# Report: OCC Hack Prompts Information Sharing Limits From Big Banks
A significant breach of the Office of the Comptroller of the Currency (OCC) email system has prompted major banks to scale back electronic information sharing with the regulator. According to a Bloomberg report released on Monday, April 14, JPMorgan Chase and Bank of New York Mellon have taken steps to limit their communication with the OCC due to concerns about potential security risks to their own computer networks.
The breach, detected in mid-February but impacting over 100 accounts for more than a year, is deemed a "major incident" by the OCC and the U.S. Treasury. The compromised emails may contain highly sensitive data provided by banks, including details on their financial health, cybersecurity protections, vulnerability assessments, and even the content of National Security Letters.
These letters often involve confidential information related to terrorism and espionage investigations. The banks' decision to limit information sharing stems from concerns about potential security risks to their own computer networks in the wake of the OCC breach. Representatives for JPMorgan and BNY declined to comment on the matter.
A spokesperson for the OCC told the network that the agency is working with third-party cybersecurity experts to review the hack and its IT security policies, and is keeping supervised institutions informed. The OCC also affirmed that onsite examiners retain necessary access to bank information.
Citigroup, operating under a tighter OCC consent order, has reportedly not limited its information sharing. It remains unclear if other major banks like Bank of America, Wells Fargo, and Goldman Sachs have taken similar actions as JPMorgan and BNY.
Bloomberg's sources indicate that some banks were unaware of the breach's full extent until recent reporting, raising questions about the OCC's initial response and security measures.
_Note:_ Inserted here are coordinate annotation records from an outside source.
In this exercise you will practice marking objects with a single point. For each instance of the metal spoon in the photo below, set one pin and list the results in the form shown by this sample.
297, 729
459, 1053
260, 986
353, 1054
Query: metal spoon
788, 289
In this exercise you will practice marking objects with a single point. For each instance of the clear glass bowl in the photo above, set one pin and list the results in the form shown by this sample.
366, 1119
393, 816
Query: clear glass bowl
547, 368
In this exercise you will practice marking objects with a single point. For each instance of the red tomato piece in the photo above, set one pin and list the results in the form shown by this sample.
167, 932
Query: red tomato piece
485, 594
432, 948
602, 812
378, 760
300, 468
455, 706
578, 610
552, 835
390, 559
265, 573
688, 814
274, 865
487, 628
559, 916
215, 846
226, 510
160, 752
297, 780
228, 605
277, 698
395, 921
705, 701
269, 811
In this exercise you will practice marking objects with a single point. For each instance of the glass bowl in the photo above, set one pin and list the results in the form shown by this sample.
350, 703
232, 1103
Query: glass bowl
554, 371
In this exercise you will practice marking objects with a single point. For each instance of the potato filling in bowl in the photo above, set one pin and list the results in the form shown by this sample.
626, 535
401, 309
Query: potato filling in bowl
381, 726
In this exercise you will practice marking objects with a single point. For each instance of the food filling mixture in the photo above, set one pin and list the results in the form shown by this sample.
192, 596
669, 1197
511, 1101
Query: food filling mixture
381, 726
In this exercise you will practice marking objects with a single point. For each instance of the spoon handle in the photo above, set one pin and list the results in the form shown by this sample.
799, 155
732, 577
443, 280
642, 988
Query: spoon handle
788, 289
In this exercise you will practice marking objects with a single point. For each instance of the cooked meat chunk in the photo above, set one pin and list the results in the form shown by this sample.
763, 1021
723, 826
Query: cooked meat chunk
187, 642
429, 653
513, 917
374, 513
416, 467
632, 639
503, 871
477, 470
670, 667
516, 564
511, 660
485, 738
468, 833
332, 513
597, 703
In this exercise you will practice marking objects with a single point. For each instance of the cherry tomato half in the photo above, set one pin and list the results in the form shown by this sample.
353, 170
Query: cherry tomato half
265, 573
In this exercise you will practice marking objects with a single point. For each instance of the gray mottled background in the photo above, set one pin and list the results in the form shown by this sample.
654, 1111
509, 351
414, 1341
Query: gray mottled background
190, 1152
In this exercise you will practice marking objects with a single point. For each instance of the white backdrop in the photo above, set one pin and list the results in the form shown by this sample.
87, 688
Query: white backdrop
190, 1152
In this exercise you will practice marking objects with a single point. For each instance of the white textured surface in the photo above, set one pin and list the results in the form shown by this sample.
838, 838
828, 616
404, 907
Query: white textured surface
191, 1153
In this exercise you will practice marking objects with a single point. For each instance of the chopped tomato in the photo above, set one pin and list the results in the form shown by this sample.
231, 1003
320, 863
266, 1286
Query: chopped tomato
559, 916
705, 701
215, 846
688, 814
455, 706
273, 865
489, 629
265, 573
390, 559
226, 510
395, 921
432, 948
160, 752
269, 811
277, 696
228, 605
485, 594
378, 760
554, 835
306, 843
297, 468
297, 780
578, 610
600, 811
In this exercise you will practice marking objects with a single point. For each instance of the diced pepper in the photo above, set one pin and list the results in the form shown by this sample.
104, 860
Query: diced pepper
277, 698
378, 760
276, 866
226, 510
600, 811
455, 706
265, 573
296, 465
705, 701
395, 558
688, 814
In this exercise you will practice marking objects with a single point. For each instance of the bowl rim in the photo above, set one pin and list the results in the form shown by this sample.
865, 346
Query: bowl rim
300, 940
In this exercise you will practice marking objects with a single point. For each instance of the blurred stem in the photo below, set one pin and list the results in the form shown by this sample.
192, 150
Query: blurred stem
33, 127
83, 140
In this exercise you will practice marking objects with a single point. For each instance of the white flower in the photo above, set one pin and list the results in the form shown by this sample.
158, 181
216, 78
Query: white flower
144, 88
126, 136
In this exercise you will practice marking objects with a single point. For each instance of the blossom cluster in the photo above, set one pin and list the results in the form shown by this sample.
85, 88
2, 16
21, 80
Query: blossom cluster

The OCC is still working to determine the exact scope of the data compromised and whether affected banks need to be notified.
The incident has drawn scrutiny from the U.S. House Financial Services Committee and the U.S. Senate Committee on Banking, Housing, and Urban Affairs, which are seeking more information from the OCC. David P. Weber, a former OCC enforcement counsel, described the banks' actions as a "historic" challenge to the regulator's authority, signaling a "fundamental breakdown of the examination authority of the OCC."
Experts quoted in the Bloomberg report warn that the compromised material could be used for targeted cyberattacks or extortion against banks. The breach highlights the cybersecurity risks within the financial sector and has eroded trust between banks and their regulator.
The OCC has disclosed some affected staff accounts to the banks but has not yet detailed the types of data stolen, including cybersecurity-related information.
This incident serves as a wake-up call for the financial industry, emphasizing the need for robust cybersecurity measures to protect sensitive information. The long-term implications of this breach remain unclear, but one thing is certain – it will have far-reaching consequences for the OCC and its relationships with major banks.